(NEW YORK) — Layoffs have battered the tech industry in 2023, carrying over a series of job cuts that began last year. In all, about 50,000 people have lost their positions this month.
Tech giants such as Google, Microsoft and Amazon have led the sector in the size of their cuts. While a slew of smaller companies like Spotify, Vox Media and IBM have imposed layoffs too.
Sales at top tech firms have retreated from the blistering pace attained during the pandemic, when billions across the world were forced into isolation.
Company officials have often cited economic uncertainty and recession fears in their layoff announcements.
While the large-scale job cuts sound economic alarm, they mark a more immediate, intimate rupture for the workers who suffer them.

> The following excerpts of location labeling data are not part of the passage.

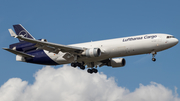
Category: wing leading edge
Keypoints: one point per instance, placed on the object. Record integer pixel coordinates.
(52, 47)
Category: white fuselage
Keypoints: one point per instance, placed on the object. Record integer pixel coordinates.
(120, 47)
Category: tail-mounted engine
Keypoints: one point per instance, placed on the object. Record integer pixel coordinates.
(93, 52)
(118, 62)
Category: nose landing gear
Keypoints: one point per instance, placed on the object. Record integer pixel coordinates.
(153, 55)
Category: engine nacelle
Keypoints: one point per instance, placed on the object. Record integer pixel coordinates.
(118, 62)
(93, 52)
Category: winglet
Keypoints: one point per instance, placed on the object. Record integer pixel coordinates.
(12, 33)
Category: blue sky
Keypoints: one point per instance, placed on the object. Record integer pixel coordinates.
(68, 22)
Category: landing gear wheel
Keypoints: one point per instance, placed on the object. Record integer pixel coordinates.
(154, 59)
(94, 70)
(90, 71)
(73, 65)
(82, 67)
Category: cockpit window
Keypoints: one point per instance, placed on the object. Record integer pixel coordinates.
(170, 37)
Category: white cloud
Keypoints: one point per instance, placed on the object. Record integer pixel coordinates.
(69, 84)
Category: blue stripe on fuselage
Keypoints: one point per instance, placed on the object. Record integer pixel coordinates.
(40, 58)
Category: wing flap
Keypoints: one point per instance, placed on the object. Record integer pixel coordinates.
(19, 53)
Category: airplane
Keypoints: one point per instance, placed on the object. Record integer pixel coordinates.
(87, 55)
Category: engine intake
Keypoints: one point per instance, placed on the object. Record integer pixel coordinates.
(118, 62)
(93, 52)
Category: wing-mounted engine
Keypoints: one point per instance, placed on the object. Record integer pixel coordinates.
(92, 52)
(118, 62)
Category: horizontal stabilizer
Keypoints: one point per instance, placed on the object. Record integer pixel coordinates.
(12, 33)
(19, 53)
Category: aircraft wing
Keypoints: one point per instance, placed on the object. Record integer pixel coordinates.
(19, 53)
(52, 47)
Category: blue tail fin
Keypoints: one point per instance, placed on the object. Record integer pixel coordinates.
(20, 30)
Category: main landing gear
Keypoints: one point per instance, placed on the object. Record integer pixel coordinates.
(93, 70)
(153, 55)
(78, 64)
(81, 66)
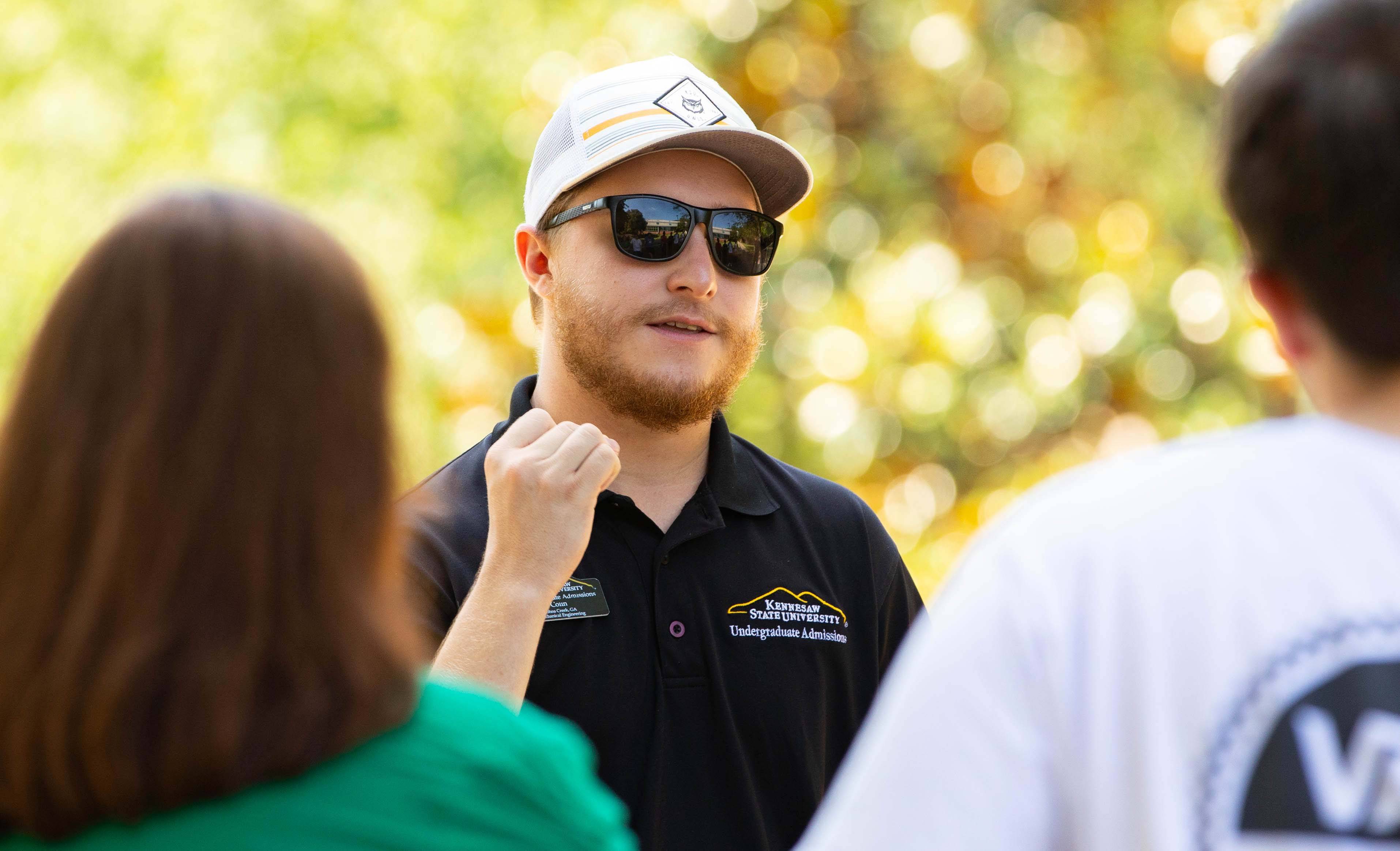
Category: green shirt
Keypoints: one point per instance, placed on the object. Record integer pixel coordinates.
(463, 773)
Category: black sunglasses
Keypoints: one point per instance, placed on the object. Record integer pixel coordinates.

ABC News spoke with three laid-off workers about what the experience was like and how they’re coping with it.
Nneoma Ajiwe, Spotify
What started as a normal morning turned into a surprise for 29-year-old Nneoma Ajiwe.
Around 5:14 am, Ajiwe says she received a calendar invite requesting her attendance in a one-on-one meeting with someone on Spotify’s HR team.
“It’s funny because the night before I was texting my coworker Tiktoks that we were laughing at and she’s like ‘I don’t mean to alarm you’ and sent this Bloomberg article about Spotify doing layoffs as early as this week,” Ajiwe said. “I told her that we’re probably okay.”
Little did she know, she’d be one of the 6% of employees, roughly around 600, to be slashed from Spotify’s workforce this year.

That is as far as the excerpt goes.